The TLS version and the cipher are the two parts of your encryption that actually move your grade, and both come down to switching off options that have been broken in public for years. The fix is free, it’s usually one modern configuration line per server, and to a normal visitor it changes nothing except making their connection genuinely safe. The related items — compression, OCSP stapling, secure renegotiation — are worth knowing about but won’t affect your score, and on any modern setup they’re already handled for you.

FAQ

I'm not technical — can I deal with this myself?

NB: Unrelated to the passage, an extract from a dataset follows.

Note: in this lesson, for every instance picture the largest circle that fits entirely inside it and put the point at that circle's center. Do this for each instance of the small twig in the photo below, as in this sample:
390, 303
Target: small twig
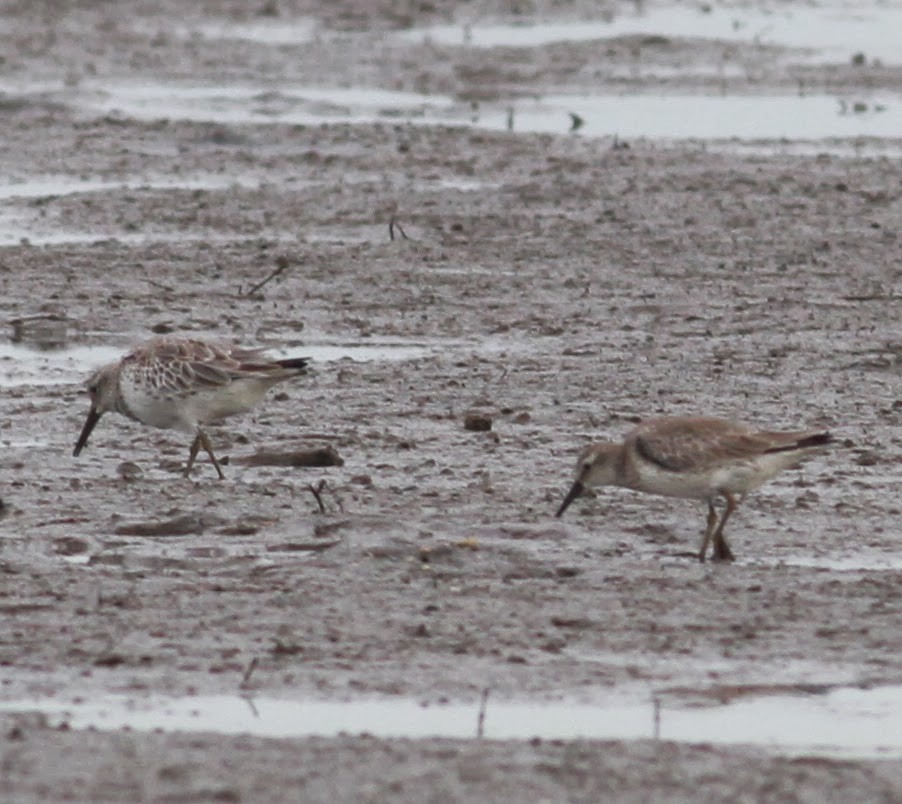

You don't need to understand the technical detail. On most modern hosting this is one or two settings, and it's free. Hand the 'How to fix it' section below to whoever runs your website or hosting (or your IT provider) — it's usually a five-to-ten-minute change with no visible difference to your visitors except a safer connection.

Will switching to modern encryption stop old customers' browsers from working?

In practice, no. Every modern browser and phone from roughly the last decade already uses the new encryption and strong ciphers by default — they have for years. The only things that relied on the old versions or weak ciphers are themselves outdated and unsafe, which is exactly why every major browser already refuses them. For nearly all businesses the change is invisible to customers.

My site loads fine with a padlock — why is this still flagging?

The padlock only means a secure connection exists; it doesn't tell you which version of TLS or which cipher is behind it. Your site can show a perfectly normal padlock while quietly still accepting an old broken version or a banned cipher alongside the good ones — and that open back door is what these checks catch. Closing it doesn't remove the padlock; it just makes sure only the safe options are allowed.

What's the difference between the TLS version and the cipher?

Think of the TLS version as which generation of the lock you're using, and the cipher as the specific recipe it uses to scramble the data. You can have a modern lock (TLS 1.2 or 1.3) but still leave an old, crackable recipe (like RC4 or 3DES) switched on — or the reverse. Both need to be right, which is why we check them separately. The good news is the same one-line modern configuration usually fixes both at once.

What about OCSP stapling and TLS compression — do those affect my grade?

No. Those (along with secure renegotiation) are informational only — we report on them because they matter for performance and defence-in-depth, but they don't move your score. On modern web servers and any CDN like Cloudflare they're handled correctly by default, so for most owners there's nothing to do. The detail is in the section below for your IT person.

Is fixing this really free?

Yes. Disabling old TLS versions and weak ciphers, and enabling these protections, are configuration changes on your existing server or hosting — there's nothing to buy. We only charge to monitor that your encryption stays correctly configured over time, not to fix it.